Most notable gains were made in Trade: Non-Fiction, where Joe Wicks alone shifted nearly a million copies of Lean in 15 and Lean in 15: The Shape Plan (Bluebird), totting up a total of 11 weeks as the Official UK top 50 number one.
It wasn’t only “The Body Coach” who set trade Non-Fiction on the path to greatness, though, as Wicks’ total volume accounted for only 25% of the category’s growth. Mary Berry played a blinder with Foolproof Cooking (BBC). the title shifted nearly 200,000 copies and saw her, once again, claim Mother’s Day as Berry territory. this was despite a spirited challenger in Jason Hazeley and Joel Morris’ How it Works: The Mum (Michael Joseph); along with the other Ladybird Books for Grown-Ups, which continued to fly off the shelves after their pre-Christmas heyday, Hazeley and Morris boosted trade Non-Fiction by some £3.5m.
While Fiction was the only category to have any decline at all (-0.9% in volume, though +4.5% in value) the difference compared to 2015 was just 200,000 units—and E L James’ Grey (Arrow) sold 700,000 copies before the year’s halfway mark last year. With Grey stripped out, 2016’s Fiction volume would be ahead by 2.1%—and even including Grey, 2016 still decisively won in value terms. Paula Hawkins’ The Girl on the Train continued to prove unstoppable, with both the paperback and hardback editions racking up strong sales.

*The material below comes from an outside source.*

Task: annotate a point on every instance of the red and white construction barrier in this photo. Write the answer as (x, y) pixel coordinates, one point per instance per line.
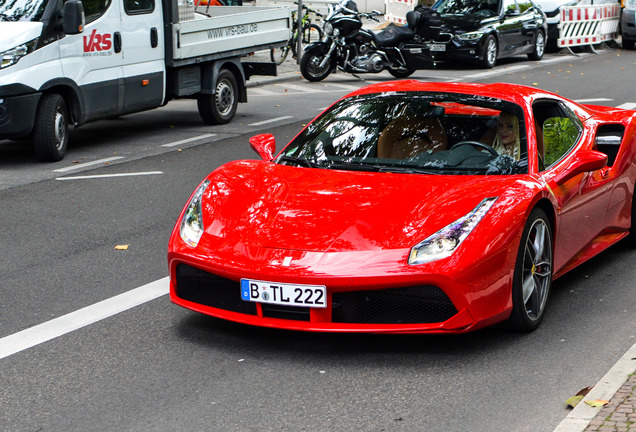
(396, 10)
(588, 25)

Children’s 6.2% boost in value owed a lot to the backlists of two of its superstars: David Walliams and J K Rowling. while Walliams’ new title, The World’s Worst Children (HCCB), earned £1.8m, his entire oeuvre contributed 3.5% of Children’s total value. A big year for the Harry Potter franchise saw Rowling’s début rack up its highest weekly sale since 2007.